Furthermore, as the same loci can be interrogated for both methylation and CN in the same DNA sample, the analysis potentially allows easier integration of epigenetic and genomic data. The integration of methylation and CN data can provide fascinating insights into the underlying biology of malignant processes where the challenge is to identify driver from passenger alterations . For instance, a change in genomic content (that is, single copy gain or loss) does not have to correlate with a linear change in methylation; in fact, it is those genes that show an inverse correlation between CNA and methylation that may be most important. For example, tumor suppressor genes that undergo a ‘double hit’ - that is, heterozygous loss and hypermethylation - or oncogenes in a region of gain that are hypomethylated compared with neighboring genes may represent those genes most likely to be differentially expressed and consequently drivers of tumorigenic processes. Hence, through utilizing the Infinium arrays for both epigenetic and CN analysis, it may be possible to more accurately distinguish between genes that drive the selection of a malignant phenotype from those that are passengers within an amplified or deleted region.

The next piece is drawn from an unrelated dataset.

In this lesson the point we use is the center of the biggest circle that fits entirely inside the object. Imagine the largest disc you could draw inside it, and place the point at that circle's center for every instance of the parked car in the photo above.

Finally, it can be difficult to compare CNA data across different high-density array platforms, particularly given differing designs, and even the comparison of the same data with differing algorithms can lead to varying results [37–39]. Even given these caveats, these data show the utility of using the Infinium HumanMethylation450 BeadChips to define CNAs in human cancers. We show that the Infinium Arrays are as robust and sensitive as current high density SNP arrays for the detection of CNAs and appear highly applicable for providing estimates of CN as well as a measure of methylation state. Furthermore, we highlight that the gene centric design of the arrays may be beneficial, in allowing the identification of alterations containing single genes or just regulatory regions, which may aid in our understanding of the complex genomic and epigenomic interactions driving the development and progression of a malignant phenotype.